Opinion
by George Pagoulatos
Thirty years ago, in February 1992, in an idyllic city in the Netherlands, 12 leaders signed the Treaty on European Union. The Maastricht Treaty is considered the most important EU treaty because it paved the way for the euro. However, its as yet incomplete 2nd pillar, that of a common foreign and security policy, could not be more relevant today.
The world may have been turned on its head, but the aspiration of European unity in the face of external challenges is more urgent than ever.
Europe’s leap toward the EU and the euro would not have taken place if it hadn’t been preceded by the breakup of the Soviet bloc and the reunification of Germany. By letting nationalism and war loose in the immediate vicinity of the former Yugoslavia, the first imposed the need for a common European foreign policy. The latter upset the balance between Germany and France, forcing then-chancellor Helmut Kohl to commit to the monetary (and political) unification of Europe, sacrificing the Deutschmark.
European leaders had accepted a Political and Defense Community as far back as 1952, but the memory of World War II was still fresh and the treaty was not ratified by the French National Assembly. Forty years on, WWII had receded into the distance and the Cold War was over, with the West having emerged the victor.
In 1992, Russia was well into its decline and had a decade of humiliating economic, social and political crises ahead of it (providing an important lesson: that building a democracy requires not just an open economy, but also robust public institutions and the rule of law; otherwise, it simply ends up an arena for oligarchs and kleptocrats).

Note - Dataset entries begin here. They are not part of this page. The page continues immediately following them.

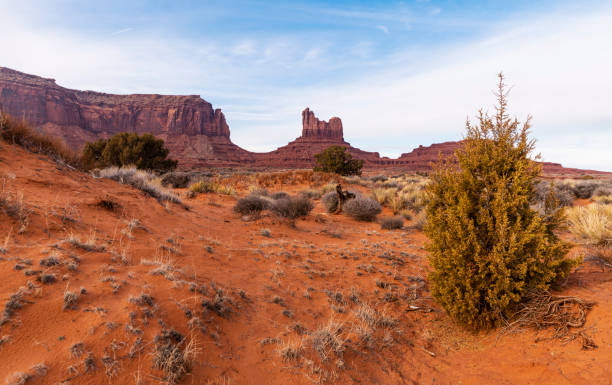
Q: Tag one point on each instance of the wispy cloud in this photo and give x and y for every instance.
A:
(122, 31)
(389, 100)
(383, 28)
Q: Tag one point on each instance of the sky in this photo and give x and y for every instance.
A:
(398, 73)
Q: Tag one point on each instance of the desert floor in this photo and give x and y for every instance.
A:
(323, 300)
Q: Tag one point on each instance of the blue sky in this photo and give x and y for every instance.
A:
(399, 74)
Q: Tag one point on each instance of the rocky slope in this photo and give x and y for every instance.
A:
(195, 133)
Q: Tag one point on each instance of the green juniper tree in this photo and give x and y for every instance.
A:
(488, 247)
(338, 160)
(124, 149)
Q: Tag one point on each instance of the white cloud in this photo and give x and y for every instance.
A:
(559, 66)
(383, 28)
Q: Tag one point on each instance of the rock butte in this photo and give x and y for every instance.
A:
(195, 133)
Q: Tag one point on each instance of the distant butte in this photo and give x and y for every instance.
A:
(195, 133)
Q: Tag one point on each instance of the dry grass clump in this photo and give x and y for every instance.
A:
(592, 223)
(14, 206)
(165, 266)
(174, 355)
(87, 245)
(603, 194)
(362, 208)
(292, 207)
(70, 300)
(251, 204)
(19, 133)
(392, 223)
(291, 351)
(280, 204)
(330, 201)
(21, 378)
(328, 340)
(204, 187)
(311, 194)
(14, 303)
(141, 180)
(401, 193)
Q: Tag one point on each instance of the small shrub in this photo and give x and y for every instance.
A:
(50, 261)
(173, 355)
(564, 196)
(47, 278)
(330, 201)
(392, 223)
(19, 133)
(70, 300)
(602, 191)
(292, 207)
(176, 179)
(145, 152)
(205, 187)
(140, 180)
(378, 178)
(14, 206)
(362, 208)
(251, 204)
(420, 220)
(311, 194)
(336, 159)
(280, 195)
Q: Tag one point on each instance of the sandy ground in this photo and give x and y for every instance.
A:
(241, 296)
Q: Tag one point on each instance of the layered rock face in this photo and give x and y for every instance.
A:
(320, 129)
(195, 133)
(193, 130)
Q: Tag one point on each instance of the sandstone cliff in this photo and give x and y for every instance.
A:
(195, 133)
(193, 130)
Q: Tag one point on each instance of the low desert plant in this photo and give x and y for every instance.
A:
(328, 339)
(251, 204)
(338, 160)
(311, 194)
(204, 187)
(362, 208)
(173, 355)
(592, 223)
(330, 201)
(13, 205)
(145, 152)
(19, 133)
(70, 300)
(488, 247)
(383, 195)
(392, 223)
(140, 180)
(292, 207)
(291, 351)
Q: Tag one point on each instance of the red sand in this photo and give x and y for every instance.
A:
(210, 243)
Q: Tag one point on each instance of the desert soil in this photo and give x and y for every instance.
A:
(242, 295)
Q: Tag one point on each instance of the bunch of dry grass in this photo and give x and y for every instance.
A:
(141, 180)
(362, 208)
(174, 355)
(592, 223)
(19, 133)
(392, 223)
(204, 187)
(14, 206)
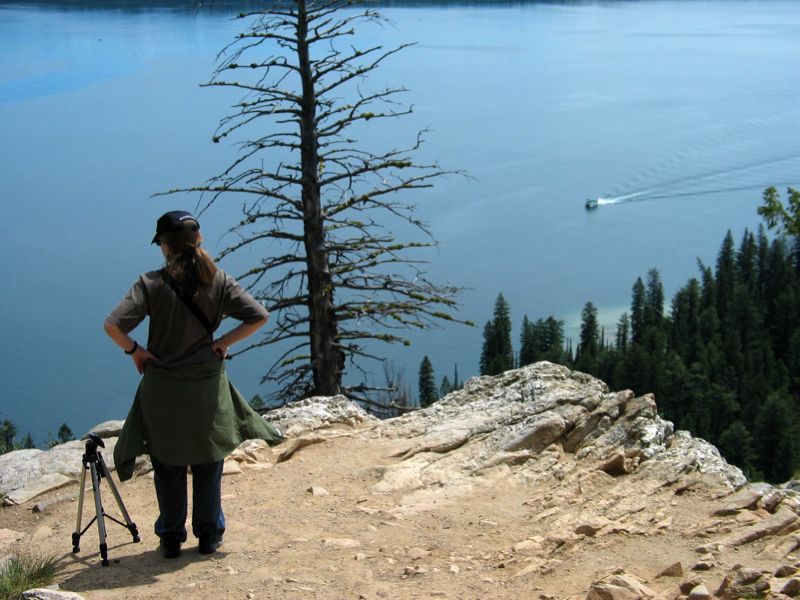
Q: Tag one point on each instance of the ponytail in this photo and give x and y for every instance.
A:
(188, 263)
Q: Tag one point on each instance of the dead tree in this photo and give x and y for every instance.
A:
(339, 280)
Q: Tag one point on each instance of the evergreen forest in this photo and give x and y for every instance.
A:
(723, 361)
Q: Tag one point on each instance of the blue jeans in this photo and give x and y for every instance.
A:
(207, 516)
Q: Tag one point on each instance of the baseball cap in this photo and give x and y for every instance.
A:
(172, 221)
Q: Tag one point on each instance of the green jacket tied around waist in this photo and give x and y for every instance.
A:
(187, 415)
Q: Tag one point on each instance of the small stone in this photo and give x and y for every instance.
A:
(417, 553)
(688, 584)
(700, 592)
(785, 571)
(792, 587)
(341, 543)
(709, 548)
(231, 467)
(674, 570)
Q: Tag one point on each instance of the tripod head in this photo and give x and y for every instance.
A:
(94, 441)
(90, 455)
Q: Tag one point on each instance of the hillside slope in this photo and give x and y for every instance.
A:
(537, 483)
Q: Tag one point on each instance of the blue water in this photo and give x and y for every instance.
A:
(690, 106)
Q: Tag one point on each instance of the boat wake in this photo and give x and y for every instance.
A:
(713, 182)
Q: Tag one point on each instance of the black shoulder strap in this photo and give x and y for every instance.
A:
(187, 300)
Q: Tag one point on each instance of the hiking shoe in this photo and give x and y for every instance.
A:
(170, 547)
(209, 543)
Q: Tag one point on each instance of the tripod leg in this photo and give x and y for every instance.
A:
(128, 523)
(76, 537)
(98, 507)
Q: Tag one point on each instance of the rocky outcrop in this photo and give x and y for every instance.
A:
(317, 413)
(545, 420)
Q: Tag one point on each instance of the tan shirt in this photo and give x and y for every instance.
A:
(175, 335)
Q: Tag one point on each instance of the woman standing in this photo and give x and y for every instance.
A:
(186, 412)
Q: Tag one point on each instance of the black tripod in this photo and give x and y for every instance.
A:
(94, 463)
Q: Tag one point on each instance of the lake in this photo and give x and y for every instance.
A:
(676, 113)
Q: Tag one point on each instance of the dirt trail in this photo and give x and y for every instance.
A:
(285, 542)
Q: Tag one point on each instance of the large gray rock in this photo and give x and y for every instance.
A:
(107, 429)
(48, 594)
(23, 468)
(537, 420)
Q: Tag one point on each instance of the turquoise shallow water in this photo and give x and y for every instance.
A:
(692, 107)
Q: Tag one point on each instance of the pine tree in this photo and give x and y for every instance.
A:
(553, 340)
(775, 438)
(528, 350)
(637, 311)
(497, 354)
(427, 384)
(65, 434)
(589, 347)
(445, 387)
(623, 333)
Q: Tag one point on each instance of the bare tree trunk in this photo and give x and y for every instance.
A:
(326, 360)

America, on the other hand, with an experienced Atlanticist president and war veteran at the helm and having triumphed abroad, was facing the new unipolar era of American world dominance. The US had a decade of economic expansion and self-confidence ahead of it – the roaring 90s, which a young charismatic president from the impoverished state of Arkansas would come to embody.
In Asia, a dynamic exporting country seemed to be at the height of its postwar success, but Japan had just entered a stagnation trap from which it has never emerged. Alongside it, a vast communist country was already experimenting with market institutions but had violently suppressed its own liberal revolution in 1989, choosing (unlike Russia) a single transition to capitalism but not to democracy. In the decades to come, Western governments and corporations would view China as a land of economic opportunity – and China would exploit its opening up to the West to gradually amass the economic and technological power it wields today.
Fast-forward 30 years. Today’s Russia has metabolized the humiliating experience of the 1990s into the restoration of an authoritarian model of strong leadership, making up for the lack of economic dynamism with an over-reliance on natural resources and maintaining an overblown militaristic machine driven by the nostalgia for the lost empire it longs to revive. America has an experienced Atlanticist president in charge once more, but after four years of Donald Trump, it is a different country in a different world. The Republican Party (expected winner of the November 2022 midterm elections) is on a downward slide of embracing anti-democratic practices. Post-Trump America is no longer the shining city on a hill, nor the only superpower. The American “liberal” gamble that China would, if incorporated into globalization, tend toward Western democracy has failed doubly. China is now the rival superpower and America’s paramount strategic concern.
Fifty years ago, Richard Nixon’s America made the historic opening to China, so it could focus its strength on the Soviet Union. Confronted by their Russian neighbor, several Central-Eastern European states fear America may now do the “reverse Nixon,” normalizing its relations with Russia in order to focus all available resources on reining in China. Russia’s saber-rattling on the Ukrainian border has sidelined this possibility for the time being. But America’s strategic focus on Europe is on a long-term secular decline.
Thirty years on from Maastricht, the West persists as a geopolitical actor, but its cohesion and power have been fractured. Events have elevated the EU’s 2nd pillar of a truly common foreign and defense policy, which would also strengthen NATO’s European pillar, into a first-order priority. The world may have been turned on its head, but the aspiration of European unity in the face of external challenges is more urgent than ever.
George Pagoulatos is a professor at the Athens University of Economics and Business and director general of the Hellenic Foundation for European and Foreign Policy (ELIAMEP).